BERLIN (Reuters) - German cities are entitled to ban older diesel vehicles from streets with immediate effect to bring air pollution levels in line with European Union rules, Germany’s top administrative court confirmed on Friday.
Germany opened the door to diesel bans in February when it allowed environmental groups to sue cities which fail to enforce Europe’s clean air rules, despite fierce lobbying to oppose bans from carmakers.
In a 30-page statement on the ruling which was published on Friday, Germany’s administrative court in Leipzig said there should be no grace periods for driving bans.
“Such restrictions, in their intensity, do not go beyond other passage and stopping bans as justified by road law requirements, which motorists always have to reckon with and which they principally have to accept,” the court said.

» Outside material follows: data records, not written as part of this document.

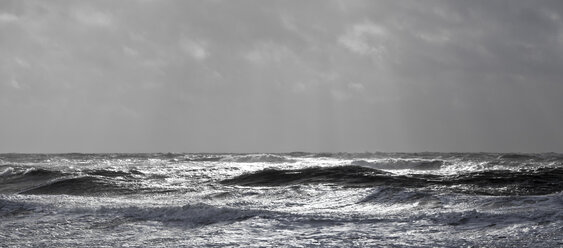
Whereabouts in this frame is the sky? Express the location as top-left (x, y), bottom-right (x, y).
top-left (0, 0), bottom-right (563, 153)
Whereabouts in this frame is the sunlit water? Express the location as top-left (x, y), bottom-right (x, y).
top-left (0, 153), bottom-right (563, 247)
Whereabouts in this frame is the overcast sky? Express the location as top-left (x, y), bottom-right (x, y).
top-left (0, 0), bottom-right (563, 152)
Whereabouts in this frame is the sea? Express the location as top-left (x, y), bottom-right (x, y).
top-left (0, 152), bottom-right (563, 248)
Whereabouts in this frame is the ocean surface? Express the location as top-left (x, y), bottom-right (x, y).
top-left (0, 152), bottom-right (563, 248)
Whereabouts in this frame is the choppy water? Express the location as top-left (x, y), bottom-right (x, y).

European carmakers have invested heavily in diesel engines, which produce less of the carbon that causes global warming than gasoline, but more of other pollutants blamed for causing disease. Germany’s move to allow cities to ban diesel engines from streets could have wide implications for the future of the industry.
Immediate driving bans on major roads or road sections would be legitimate and could affect all models excluding those meeting the latest Euro-6 emissions standards, the ruling statement said. Euro-6 was phased in in 2014.
For wider city areas encompassing a multitude of main roads and side streets, the court recommended a phased implementation of bans, starting with older cars that meet Euro-4 emissions standards. The Euro-4 standard was replaced by Euro-5 beginning in 2009.
The Leipzig court had said in February that Euro-5 vehicles should not be banned until Sept. 1, 2019. Tradesmen and some residents too should be exempted, it said at the time.
The ruling is the latest regulatory action to come in the wake of Volkswagen’s diesel emissions test-cheating scandal in 2015, and was prompted by legal action from Germany’s DUH environmental lobby.
“The courts have been waiting for the ruling statement received today,” said Remo Klinger, a lawyer representing DUH which is pushing suits in 28 German cities including Munich and Frankfurt.
“We believe that in many cases, it will swiftly come to oral hearings and rulings.”
Germany’s second most populous city Hamburg on Wednesday said it had started putting up signs to enforce driving bans of older diesel cars, with local authorities expecting restrictions to start taking effect at the end of this month.